LangChain’s `RetrievalQA` wraps the retrieval and LLM components together, allowing question-answering with context fetched from the vector store.

In [None]:
from langchain_community.vectorstores import Chroma
from langchain.embeddings import HuggingFaceEmbeddings
from langchain_core.runnables import Runnable
from langchain_core.prompts import PromptTemplate
from langchain_google_genai import ChatGoogleGenerativeAI
from langchain.chains import RetrievalQA
from google.colab import userdata

import os



# Load the retriever from existing Chroma collection

def load_retriever(persist_directory = 'chroma', collection_name = 'schema_collection'):
  """ Loads the retriever from existing Chroma collection
    Input:
      persist_directory: The directory where the Chroma collection is stored
      collection_name: The name of the collection that we will use
    Output:
      retriever: The retriever that we will use
  """

  embedding_model = HuggingFaceEmbeddings(model_name = 'sentence-transformers/all-MiniLM-L6-v2')
  db = Chroma(
      collection_name = collection_name,
      embedding_function= embedding_model,
      persist_directory = persist_directory,
      client = chromadb.Client(Settings(anonymized_telemetry=False)))
  retriever = db.as_retriever(search_kwargs = {'k': 3})
  return retriever

# Define the prompt template to use it in LLM

prompt_template = PromptTemplate(
    input_variables = ['context', 'question'],
    template = """
    You are an expert SQL assistant.
    Based only on the database schema below,
    write a SQL query that answers the user
    question.
    {context}
    User question = {question}
    Give only the SQL query, no explanation.
    """
)



# Load LLM using ChatGoogleGenerativeAI
def load_llm():
    # Ensure the API key is set before initializing the model
    api_key = userdata.get('GOOGLE_API_KEY')
    if not api_key:
        raise ValueError("No found GEMINI_API_KEY at userdata from Colab.")

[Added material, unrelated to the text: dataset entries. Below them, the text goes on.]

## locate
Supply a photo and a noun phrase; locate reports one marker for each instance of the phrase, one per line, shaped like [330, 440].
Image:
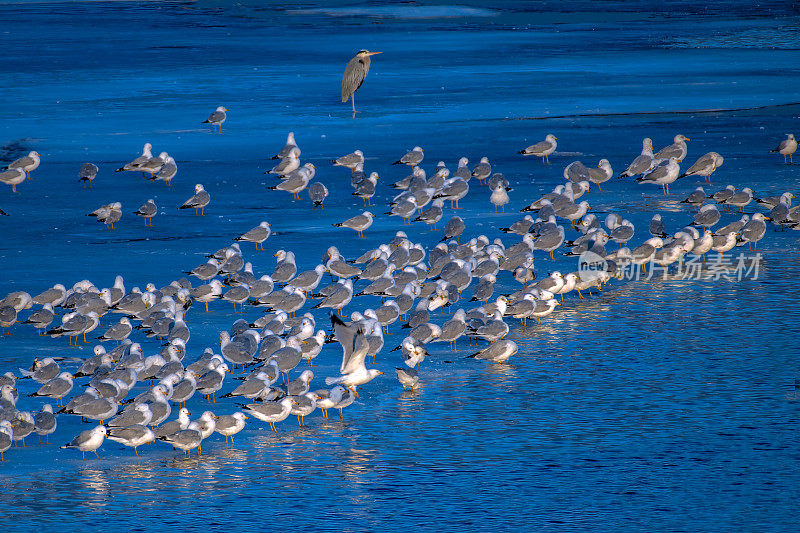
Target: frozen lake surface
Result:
[658, 405]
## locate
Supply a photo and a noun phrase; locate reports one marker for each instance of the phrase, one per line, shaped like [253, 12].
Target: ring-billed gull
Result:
[433, 214]
[41, 318]
[408, 377]
[270, 412]
[542, 149]
[754, 231]
[88, 441]
[453, 229]
[257, 235]
[677, 149]
[413, 158]
[707, 216]
[290, 143]
[499, 197]
[136, 414]
[217, 118]
[740, 199]
[147, 211]
[350, 161]
[199, 200]
[497, 352]
[696, 198]
[27, 163]
[167, 171]
[317, 192]
[45, 421]
[482, 170]
[173, 426]
[13, 177]
[705, 166]
[454, 190]
[330, 398]
[354, 351]
[287, 165]
[358, 223]
[723, 243]
[230, 425]
[147, 154]
[788, 146]
[108, 214]
[662, 175]
[132, 436]
[42, 370]
[154, 164]
[366, 188]
[56, 388]
[295, 184]
[643, 162]
[186, 439]
[88, 173]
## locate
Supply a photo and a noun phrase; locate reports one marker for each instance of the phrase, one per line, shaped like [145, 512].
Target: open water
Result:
[661, 405]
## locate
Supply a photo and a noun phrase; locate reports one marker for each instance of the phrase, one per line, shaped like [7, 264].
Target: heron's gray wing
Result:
[538, 148]
[216, 116]
[25, 161]
[358, 355]
[354, 74]
[345, 335]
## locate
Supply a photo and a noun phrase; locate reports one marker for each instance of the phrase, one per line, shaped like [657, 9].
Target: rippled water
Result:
[658, 405]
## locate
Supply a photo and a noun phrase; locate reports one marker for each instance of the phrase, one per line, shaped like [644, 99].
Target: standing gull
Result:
[542, 149]
[199, 200]
[217, 118]
[257, 235]
[412, 158]
[317, 192]
[167, 171]
[677, 149]
[358, 223]
[497, 352]
[27, 163]
[788, 146]
[87, 173]
[643, 162]
[705, 166]
[139, 161]
[662, 175]
[88, 441]
[147, 211]
[13, 177]
[290, 144]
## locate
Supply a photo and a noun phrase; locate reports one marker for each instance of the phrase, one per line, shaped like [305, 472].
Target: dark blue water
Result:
[658, 405]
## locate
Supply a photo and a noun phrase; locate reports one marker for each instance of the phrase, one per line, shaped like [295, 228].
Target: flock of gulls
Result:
[143, 373]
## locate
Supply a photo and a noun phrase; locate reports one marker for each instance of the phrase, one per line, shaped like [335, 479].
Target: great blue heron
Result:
[354, 75]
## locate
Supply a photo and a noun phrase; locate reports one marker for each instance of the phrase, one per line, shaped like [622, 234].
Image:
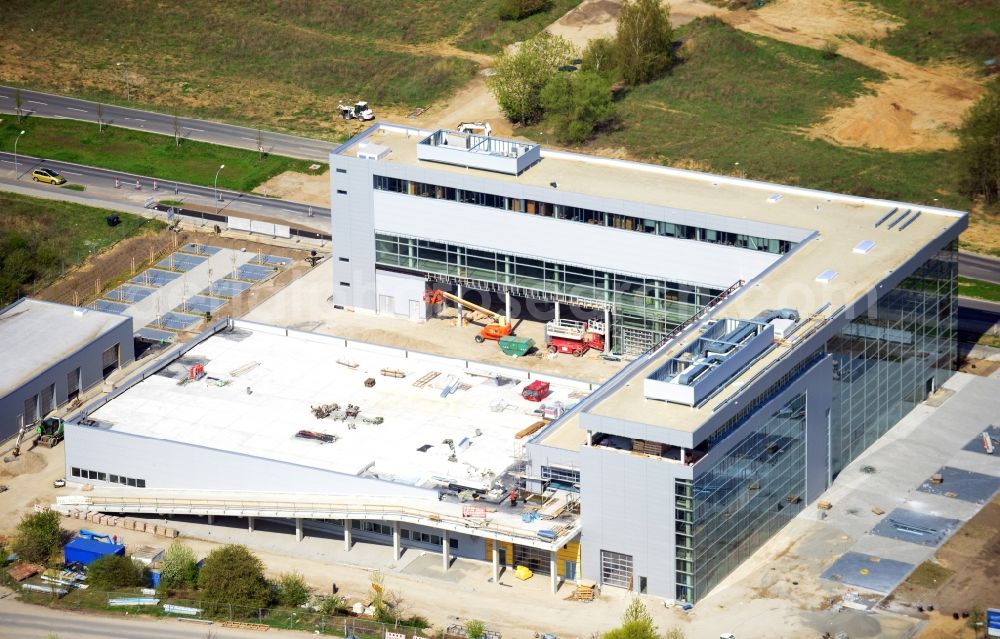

    # Define environment variable
    os.environ["GOOGLE_API_KEY"] = api_key

    return ChatGoogleGenerativeAI(
        model="models/gemini-2.0-flash",
        temperature=0.2
    )

# Combine everything with RetrievalQA chain

def initialize_agent():
  retriever = load_retriever()
  llm = load_llm()

  qa_chain = RetrievalQA.from_chain_type(
      llm = llm,
      chain_type = 'stuff',
      retriever = retriever,
      return_source_documents = True,
      chain_type_kwargs = {'prompt': prompt_template}
  )

  return qa_chain

In [None]:
# toy examply
upload_and_update_chroma_from_json()

agent = initialize_agent()

query = 'Get the average transaction amount per user in the last month'
response = agent.invoke({"query": query})
print(response['result'])

Upload the .json file:


Saving toy.json to toy (1).json
Stored 4 schema chunks in Chroma.
✅ Schema successfully added to ChromaDB.
```sql
SELECT AVG(total_amount)
FROM orders
WHERE order_date BETWEEN date('now', '-1 month') AND date('now');
```


# 3. agent_runner.py

In [None]:
import os

def run_agent():
    # Upload a new json.
    print('Welcome to the SQL Agent. Do you want to add a new schema to the database? Please answer with "Yes" or "No"')
    answer = input().lower()

    if answer == 'yes':
        upload_and_update_chroma_from_json()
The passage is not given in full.